All of lore.kernel.org
 help / color / mirror / Atom feed
* btrfs-scrub: slow scrub speed (raid5)
@ 2020-02-06 17:32 Sebastian Döring
  2020-02-06 17:46 ` Matt Zagrabelny
  2020-02-06 20:51 ` Chris Murphy
  0 siblings, 2 replies; 6+ messages in thread
From: Sebastian Döring @ 2020-02-06 17:32 UTC (permalink / raw)
  To: linux-btrfs

Hi everyone,

when I run a scrub on my 5 disk raid5 array (data: raid5, metadata:
raid6) I notice very slow scrubbing speed: max. 5MB/s per device,
about 23-24 MB/s in sum (according to btrfs scrub status).

What's interesting is at the same time the gross read speed across the
involved devices (according to iostat) is about ~71 MB/s in sum (14-15
MB/s per device). Where are the remaining 47 MB/s going? I expect
there would be some overhead because it's a raid5, but it shouldn't be
much more than a factor of (n-1) / n , no? At the moment it appears to
be only scrubbing 1/3 of all data that is being read and the rest is
thrown out (and probably re-read again at a different time).

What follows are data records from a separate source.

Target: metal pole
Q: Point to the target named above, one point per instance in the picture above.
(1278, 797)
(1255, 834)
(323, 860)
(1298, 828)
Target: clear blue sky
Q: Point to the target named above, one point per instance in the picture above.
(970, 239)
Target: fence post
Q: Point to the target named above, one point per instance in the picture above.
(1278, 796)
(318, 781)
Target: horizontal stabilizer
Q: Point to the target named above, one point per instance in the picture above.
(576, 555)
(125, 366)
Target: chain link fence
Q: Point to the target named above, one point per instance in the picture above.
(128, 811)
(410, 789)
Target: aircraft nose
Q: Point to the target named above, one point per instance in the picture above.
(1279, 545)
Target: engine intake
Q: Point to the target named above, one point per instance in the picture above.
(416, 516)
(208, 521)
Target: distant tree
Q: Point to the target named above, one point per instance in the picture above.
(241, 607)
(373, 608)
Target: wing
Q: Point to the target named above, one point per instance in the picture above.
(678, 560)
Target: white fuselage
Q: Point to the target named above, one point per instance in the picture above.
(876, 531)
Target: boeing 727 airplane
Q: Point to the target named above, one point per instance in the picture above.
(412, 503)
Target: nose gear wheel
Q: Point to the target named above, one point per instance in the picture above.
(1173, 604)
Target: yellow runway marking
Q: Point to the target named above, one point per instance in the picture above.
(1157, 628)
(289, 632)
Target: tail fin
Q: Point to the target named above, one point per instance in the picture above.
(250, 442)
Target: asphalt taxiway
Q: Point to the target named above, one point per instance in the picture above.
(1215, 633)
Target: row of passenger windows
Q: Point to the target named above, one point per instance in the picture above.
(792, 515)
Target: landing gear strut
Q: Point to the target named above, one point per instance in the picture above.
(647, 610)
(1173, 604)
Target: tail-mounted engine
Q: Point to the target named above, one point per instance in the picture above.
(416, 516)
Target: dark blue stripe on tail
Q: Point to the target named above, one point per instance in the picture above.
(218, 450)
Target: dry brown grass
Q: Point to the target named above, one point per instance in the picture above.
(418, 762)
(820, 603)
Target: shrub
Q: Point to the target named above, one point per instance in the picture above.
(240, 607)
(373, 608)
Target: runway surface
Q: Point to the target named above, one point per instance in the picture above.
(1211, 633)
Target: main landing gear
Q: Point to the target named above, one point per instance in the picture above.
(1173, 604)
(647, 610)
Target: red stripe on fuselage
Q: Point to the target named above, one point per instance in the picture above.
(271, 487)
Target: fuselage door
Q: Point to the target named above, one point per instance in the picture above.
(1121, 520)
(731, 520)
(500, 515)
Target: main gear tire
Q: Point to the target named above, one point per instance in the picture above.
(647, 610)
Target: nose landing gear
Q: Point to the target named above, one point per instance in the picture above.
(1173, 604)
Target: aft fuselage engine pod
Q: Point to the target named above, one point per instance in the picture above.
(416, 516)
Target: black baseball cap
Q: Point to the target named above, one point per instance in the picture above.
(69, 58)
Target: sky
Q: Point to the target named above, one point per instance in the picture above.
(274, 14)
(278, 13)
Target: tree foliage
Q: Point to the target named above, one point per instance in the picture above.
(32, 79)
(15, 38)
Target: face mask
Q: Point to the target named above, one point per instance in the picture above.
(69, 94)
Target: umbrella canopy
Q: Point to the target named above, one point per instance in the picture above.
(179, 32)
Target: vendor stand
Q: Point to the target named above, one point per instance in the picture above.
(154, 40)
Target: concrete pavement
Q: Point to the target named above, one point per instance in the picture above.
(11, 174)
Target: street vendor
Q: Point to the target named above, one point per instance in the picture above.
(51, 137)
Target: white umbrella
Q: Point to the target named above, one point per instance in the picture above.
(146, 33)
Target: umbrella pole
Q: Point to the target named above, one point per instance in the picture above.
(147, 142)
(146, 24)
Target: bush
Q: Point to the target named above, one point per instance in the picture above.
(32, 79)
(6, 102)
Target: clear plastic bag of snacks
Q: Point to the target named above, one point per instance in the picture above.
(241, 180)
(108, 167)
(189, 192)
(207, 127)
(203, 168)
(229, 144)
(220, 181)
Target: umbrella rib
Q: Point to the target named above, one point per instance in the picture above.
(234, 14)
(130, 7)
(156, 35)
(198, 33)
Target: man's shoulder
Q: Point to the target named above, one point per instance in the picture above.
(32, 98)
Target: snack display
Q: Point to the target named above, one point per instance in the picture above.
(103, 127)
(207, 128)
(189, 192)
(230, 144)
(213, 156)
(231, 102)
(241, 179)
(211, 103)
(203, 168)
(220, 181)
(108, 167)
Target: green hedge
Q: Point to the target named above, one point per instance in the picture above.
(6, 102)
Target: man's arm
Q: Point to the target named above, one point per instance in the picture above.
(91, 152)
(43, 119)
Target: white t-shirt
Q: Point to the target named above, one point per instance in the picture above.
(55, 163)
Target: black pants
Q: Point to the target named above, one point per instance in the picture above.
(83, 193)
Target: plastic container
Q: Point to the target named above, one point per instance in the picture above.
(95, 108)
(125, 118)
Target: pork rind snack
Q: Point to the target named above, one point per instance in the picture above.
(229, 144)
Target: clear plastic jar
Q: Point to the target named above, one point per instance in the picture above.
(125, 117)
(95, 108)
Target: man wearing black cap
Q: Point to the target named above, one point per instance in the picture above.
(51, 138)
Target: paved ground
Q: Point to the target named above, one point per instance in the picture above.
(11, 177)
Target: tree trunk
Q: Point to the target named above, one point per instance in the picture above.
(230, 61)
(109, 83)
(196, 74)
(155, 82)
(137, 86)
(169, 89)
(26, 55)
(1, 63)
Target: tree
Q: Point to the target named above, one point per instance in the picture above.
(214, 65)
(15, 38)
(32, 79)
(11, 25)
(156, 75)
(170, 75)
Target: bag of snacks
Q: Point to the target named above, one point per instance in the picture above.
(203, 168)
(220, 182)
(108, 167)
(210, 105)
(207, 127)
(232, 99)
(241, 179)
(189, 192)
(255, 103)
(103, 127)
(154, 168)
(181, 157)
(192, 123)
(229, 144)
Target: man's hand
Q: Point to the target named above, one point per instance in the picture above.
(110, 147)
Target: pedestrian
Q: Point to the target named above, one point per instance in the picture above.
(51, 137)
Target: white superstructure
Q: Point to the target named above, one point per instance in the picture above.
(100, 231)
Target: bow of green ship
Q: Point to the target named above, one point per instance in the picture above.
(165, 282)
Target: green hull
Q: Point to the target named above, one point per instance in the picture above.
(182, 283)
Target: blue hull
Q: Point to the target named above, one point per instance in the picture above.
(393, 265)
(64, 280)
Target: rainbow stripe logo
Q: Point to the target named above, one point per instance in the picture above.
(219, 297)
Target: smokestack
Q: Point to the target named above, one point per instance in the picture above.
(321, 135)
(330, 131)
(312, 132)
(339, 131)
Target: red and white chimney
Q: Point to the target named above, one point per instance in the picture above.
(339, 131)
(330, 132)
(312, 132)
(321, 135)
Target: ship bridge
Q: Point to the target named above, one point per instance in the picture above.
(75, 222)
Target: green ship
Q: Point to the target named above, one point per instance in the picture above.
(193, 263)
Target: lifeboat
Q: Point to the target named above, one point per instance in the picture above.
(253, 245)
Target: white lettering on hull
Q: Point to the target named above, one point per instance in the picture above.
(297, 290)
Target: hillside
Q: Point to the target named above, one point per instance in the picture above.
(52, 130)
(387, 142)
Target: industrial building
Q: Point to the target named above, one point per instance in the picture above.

Surely this can't be right? Are iostat or possibly btrfs scrub status
lying to me? What am I seeing here? I've never seen this problem with
scrubbing a raid1, so maybe there's a bug in how scrub is reading data
from raid5 data profile?

Just to be clear: I can read data from the array in regular file
system usage much faster - it's just the scrub that's very slow for
some reason:

ionice -c idle dd if=/mnt/raid5/testfile.mkv bs=1M of=/dev/null
7876+1 records in
7876+1 records out
8258797247 bytes (8.3 GB, 7.7 GiB) copied, 63.2118 s, 131 MB/s

It seems to me that I could perform a much faster scrub by rsyncing
the whole fs into /dev/null... btrfs is comparing the checksums anyway
when reading data, no?


Best regards,

Sebastian


~ » btrfs --version
btrfs-progs v5.4.1

kernel version: 5.5.2

^ permalink raw reply	[flat|nested] 6+ messages in thread

* Re: btrfs-scrub: slow scrub speed (raid5)
  2020-02-06 17:32 btrfs-scrub: slow scrub speed (raid5) Sebastian Döring
@ 2020-02-06 17:46 ` Matt Zagrabelny
  2020-02-06 18:13   ` Sebastian Döring
  2020-02-06 20:51 ` Chris Murphy
  1 sibling, 1 reply; 6+ messages in thread
From: Matt Zagrabelny @ 2020-02-06 17:46 UTC (permalink / raw)
  To: Sebastian Döring; +Cc: linux-btrfs

Slightly offtopic...

On Thu, Feb 6, 2020 at 11:33 AM Sebastian Döring <moralapostel@gmail.com> wrote:
>
> Hi everyone,
>
> when I run a scrub on my 5 disk raid5 array (data: raid5, metadata:
> raid6) I notice very slow scrubbing speed: max. 5MB/s per device,
> about 23-24 MB/s in sum (according to btrfs scrub status).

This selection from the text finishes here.